Di bulan Syawal ini, sependek yang saya tahu, ada beberapa hal yang memang secara khusus dianjurkan atau disunnahkan oleh Nabi Shallallahu ‘alaihi wa sallam.

Yang pertama, berhari raya (Idul Fithr). Yang ini jelas, sunnah pertama yang kita lakukan di bulan Syawal ada di hari pertamanya. Kayak gimana sunnah-sunnahnya bisa dibaca di sini.

Yang kedua, puasa 6 hari. Setiap bulan pun ada puasa sunnahnya, tapi yang satu ini khusus untuk bulan Syawal, yakni puasa 6 hari untuk menggenapkan puasa di bulan Ramadhan. Keterangan lebih lanjut bisa dibaca di sini.

Yang ketiga, menikah. Nikah itu bisa dilakukan kapan aja, nggak ada tuh yang namanya tanggal atau bulan sial. Semua tanggal dan bulan itu baik untuk menikah. Namun ada anjuran khusus untuk menikah di bulan Syawal. Untuk info selengkapnya bisa dibaca di sini.

Nah, pertanyaannya, sunnah yang mana yang sudah saya lakukan?

Untuk yang pertama, alhamdulillah sudah dilakukan. Kemarin diberi kesempatan seminggu lebih dikitlah buat pulang lebaran sama keluarga.

Tenang saudara-saudara, foto di atas bukan dokumentasi dari sunnah bulan Syawal di poin yang ketiga. Itu saya, saudari-saudari saya, dan sepupu-sepupu saya. Kalem aja, ini foto pas lebaran kemaren kok, sunnah bulan Syawal poin yang pertama.

Untuk poin yang kedua, sedang diusahakan di Surabaya. Kalau kata orang, puasa 6 hari ini berguna banget buat diet, buat ngebakar apa yang udah dilahap selama lebaran. Tapi tolong gaes, ibadah itu syaratnya dua: ikhlas, dan mengikuti contoh Nabi Shallallahu ‘alaihi wa sallam. Puasanya oke banget kalo sesuai contoh Nabi Shallallahu ‘alaihi wa sallam, tapi jangan lupa niatnya ditata terus ya *nasehat buat pribadi*.

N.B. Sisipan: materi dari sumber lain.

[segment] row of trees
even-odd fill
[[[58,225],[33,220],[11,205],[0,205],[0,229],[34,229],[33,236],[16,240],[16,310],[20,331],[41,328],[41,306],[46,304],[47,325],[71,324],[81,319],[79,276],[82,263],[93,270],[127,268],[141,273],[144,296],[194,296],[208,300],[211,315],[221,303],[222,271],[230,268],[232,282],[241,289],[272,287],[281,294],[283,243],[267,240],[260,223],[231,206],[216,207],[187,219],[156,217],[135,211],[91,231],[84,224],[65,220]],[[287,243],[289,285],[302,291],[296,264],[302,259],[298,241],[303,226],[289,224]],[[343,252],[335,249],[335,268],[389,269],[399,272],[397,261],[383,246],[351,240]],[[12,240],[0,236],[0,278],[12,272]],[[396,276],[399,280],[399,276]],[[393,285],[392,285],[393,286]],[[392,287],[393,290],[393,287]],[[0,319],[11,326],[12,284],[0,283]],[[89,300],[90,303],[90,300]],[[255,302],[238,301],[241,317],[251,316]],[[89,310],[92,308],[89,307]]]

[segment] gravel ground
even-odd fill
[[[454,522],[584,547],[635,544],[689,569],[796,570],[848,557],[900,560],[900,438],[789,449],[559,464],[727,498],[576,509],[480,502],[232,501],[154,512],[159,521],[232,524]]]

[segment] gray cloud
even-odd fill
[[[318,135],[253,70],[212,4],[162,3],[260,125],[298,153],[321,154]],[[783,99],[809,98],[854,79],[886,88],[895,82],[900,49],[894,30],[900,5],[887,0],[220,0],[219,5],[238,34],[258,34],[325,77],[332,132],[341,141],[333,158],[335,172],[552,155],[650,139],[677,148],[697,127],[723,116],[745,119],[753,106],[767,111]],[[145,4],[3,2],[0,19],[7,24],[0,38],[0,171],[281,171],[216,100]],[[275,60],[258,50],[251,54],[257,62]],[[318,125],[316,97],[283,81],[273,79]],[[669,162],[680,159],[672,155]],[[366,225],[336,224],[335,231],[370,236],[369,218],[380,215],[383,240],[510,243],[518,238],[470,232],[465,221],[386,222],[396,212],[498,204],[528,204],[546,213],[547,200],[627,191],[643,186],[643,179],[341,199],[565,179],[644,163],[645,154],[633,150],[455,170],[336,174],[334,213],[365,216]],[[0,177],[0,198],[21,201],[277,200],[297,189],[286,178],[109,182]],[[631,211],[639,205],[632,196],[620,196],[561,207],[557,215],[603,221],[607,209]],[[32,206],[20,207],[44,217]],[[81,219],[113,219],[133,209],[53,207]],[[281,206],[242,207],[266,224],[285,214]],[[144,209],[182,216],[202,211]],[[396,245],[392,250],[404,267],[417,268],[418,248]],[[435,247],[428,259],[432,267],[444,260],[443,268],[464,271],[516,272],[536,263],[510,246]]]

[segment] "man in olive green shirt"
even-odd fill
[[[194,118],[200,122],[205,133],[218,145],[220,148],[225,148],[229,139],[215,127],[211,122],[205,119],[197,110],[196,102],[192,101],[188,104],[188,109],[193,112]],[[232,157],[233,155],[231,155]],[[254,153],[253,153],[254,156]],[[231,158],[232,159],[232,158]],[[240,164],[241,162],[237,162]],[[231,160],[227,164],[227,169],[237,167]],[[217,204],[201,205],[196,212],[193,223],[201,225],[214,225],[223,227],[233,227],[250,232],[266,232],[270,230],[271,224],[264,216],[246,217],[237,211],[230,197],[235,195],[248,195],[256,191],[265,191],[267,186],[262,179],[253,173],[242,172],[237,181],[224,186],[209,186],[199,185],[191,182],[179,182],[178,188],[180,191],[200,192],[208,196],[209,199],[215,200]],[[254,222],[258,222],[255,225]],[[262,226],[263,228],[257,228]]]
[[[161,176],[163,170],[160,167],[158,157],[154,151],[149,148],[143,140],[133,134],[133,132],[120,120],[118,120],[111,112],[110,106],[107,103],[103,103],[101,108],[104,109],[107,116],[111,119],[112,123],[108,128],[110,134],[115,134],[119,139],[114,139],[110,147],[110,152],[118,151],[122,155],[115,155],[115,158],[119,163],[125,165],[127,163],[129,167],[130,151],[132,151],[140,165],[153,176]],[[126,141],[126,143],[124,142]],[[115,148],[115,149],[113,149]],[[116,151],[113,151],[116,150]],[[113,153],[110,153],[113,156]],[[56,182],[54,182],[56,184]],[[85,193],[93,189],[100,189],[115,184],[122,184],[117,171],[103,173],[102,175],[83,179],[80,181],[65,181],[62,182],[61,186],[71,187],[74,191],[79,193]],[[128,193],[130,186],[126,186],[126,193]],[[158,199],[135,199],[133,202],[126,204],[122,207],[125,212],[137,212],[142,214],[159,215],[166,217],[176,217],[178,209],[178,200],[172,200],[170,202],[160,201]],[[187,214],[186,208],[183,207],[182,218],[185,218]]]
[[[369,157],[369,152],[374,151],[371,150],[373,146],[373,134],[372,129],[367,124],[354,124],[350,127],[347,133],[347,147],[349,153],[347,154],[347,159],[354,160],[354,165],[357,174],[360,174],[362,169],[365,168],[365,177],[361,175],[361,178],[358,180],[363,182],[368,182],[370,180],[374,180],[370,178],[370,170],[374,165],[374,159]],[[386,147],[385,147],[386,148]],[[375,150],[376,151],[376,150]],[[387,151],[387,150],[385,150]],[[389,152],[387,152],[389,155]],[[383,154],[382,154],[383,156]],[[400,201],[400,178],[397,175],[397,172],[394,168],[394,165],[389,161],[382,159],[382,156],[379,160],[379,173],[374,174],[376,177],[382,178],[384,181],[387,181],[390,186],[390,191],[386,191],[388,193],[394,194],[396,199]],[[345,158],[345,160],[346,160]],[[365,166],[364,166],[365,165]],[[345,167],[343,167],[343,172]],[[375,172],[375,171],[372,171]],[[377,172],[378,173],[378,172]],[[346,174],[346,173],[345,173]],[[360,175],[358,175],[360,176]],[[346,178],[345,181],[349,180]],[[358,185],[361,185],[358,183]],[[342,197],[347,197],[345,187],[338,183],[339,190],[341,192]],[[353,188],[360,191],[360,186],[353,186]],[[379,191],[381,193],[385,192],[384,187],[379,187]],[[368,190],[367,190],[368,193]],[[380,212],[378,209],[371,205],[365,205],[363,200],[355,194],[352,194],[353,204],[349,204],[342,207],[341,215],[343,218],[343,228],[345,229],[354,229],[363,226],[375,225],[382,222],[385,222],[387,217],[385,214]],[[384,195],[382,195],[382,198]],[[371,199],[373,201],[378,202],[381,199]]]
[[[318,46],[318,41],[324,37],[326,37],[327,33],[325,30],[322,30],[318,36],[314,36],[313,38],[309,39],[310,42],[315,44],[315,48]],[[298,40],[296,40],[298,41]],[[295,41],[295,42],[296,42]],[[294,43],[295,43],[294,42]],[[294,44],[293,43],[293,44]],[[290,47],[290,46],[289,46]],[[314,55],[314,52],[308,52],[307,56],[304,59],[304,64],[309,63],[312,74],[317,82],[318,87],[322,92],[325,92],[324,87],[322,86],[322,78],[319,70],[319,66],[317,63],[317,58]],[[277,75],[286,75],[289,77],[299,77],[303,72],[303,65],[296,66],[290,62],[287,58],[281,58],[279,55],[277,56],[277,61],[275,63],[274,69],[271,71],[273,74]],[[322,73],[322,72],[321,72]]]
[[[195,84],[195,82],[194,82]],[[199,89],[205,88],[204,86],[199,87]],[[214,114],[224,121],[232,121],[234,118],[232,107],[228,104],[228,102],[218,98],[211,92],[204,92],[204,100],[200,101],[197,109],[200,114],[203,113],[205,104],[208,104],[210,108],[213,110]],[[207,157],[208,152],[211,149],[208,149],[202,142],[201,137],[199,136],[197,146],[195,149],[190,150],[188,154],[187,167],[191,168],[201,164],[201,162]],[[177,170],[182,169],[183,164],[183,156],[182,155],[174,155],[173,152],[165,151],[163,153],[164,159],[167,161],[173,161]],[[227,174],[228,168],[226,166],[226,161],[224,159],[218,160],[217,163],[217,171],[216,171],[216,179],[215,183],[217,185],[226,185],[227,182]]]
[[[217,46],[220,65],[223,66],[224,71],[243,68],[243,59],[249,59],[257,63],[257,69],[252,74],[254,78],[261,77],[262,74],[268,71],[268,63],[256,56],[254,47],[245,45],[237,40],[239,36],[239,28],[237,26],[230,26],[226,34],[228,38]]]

Untuk poin yang ketiga…sedang diusahakan juga kok 🙂

Jujur saya kurang suka ngomong masalah nikah-nikahan. Soalnya pengalaman selama ini kalau ngomong masalah nikah-nikahan lebih banyak bawa perasaan daripada bawa ilmu. Kalem aja sih, kalau sekarang udah bergalau ria ngomongin nikah tapi bekal masih cetek ya mending benerin diri dulu. Kasian kan pasangannya kalo dapet orang yang lebih sibuk ngurus perasaan daripada hidupnya sendiri. Yang namanya takdir udah nggak bakal ke mana, nggak bakal meleset sejengkal pun, nggak bakal tertukar apalagi salah alamat. Daripada galau nungguin kayak gitu, mending doa sambil usaha. Isilah masa menunggu itu dengan kegiatan-kegiatan positif.

Oh iya, saya ada rekomendasi video kajian bagus nih buat yang lagi bergalau ria. Jangan siksa diri anda dengan dengerin lagu-lagu melow segala rupa, mending cari bentuk hiburan lain yang lebih produktif. Ini salah satunya ^_^

Kajian baper terbaiklah ini, dibawakan oleh Ustadz Nuzul Dzikri hafizhahullah dengan bahasa yang ringan dan sederhana, tapi sarat bobot dan makna. Durasinya nggak lebih lama dari marathon drama Korea kok. Semoga bermanfaat.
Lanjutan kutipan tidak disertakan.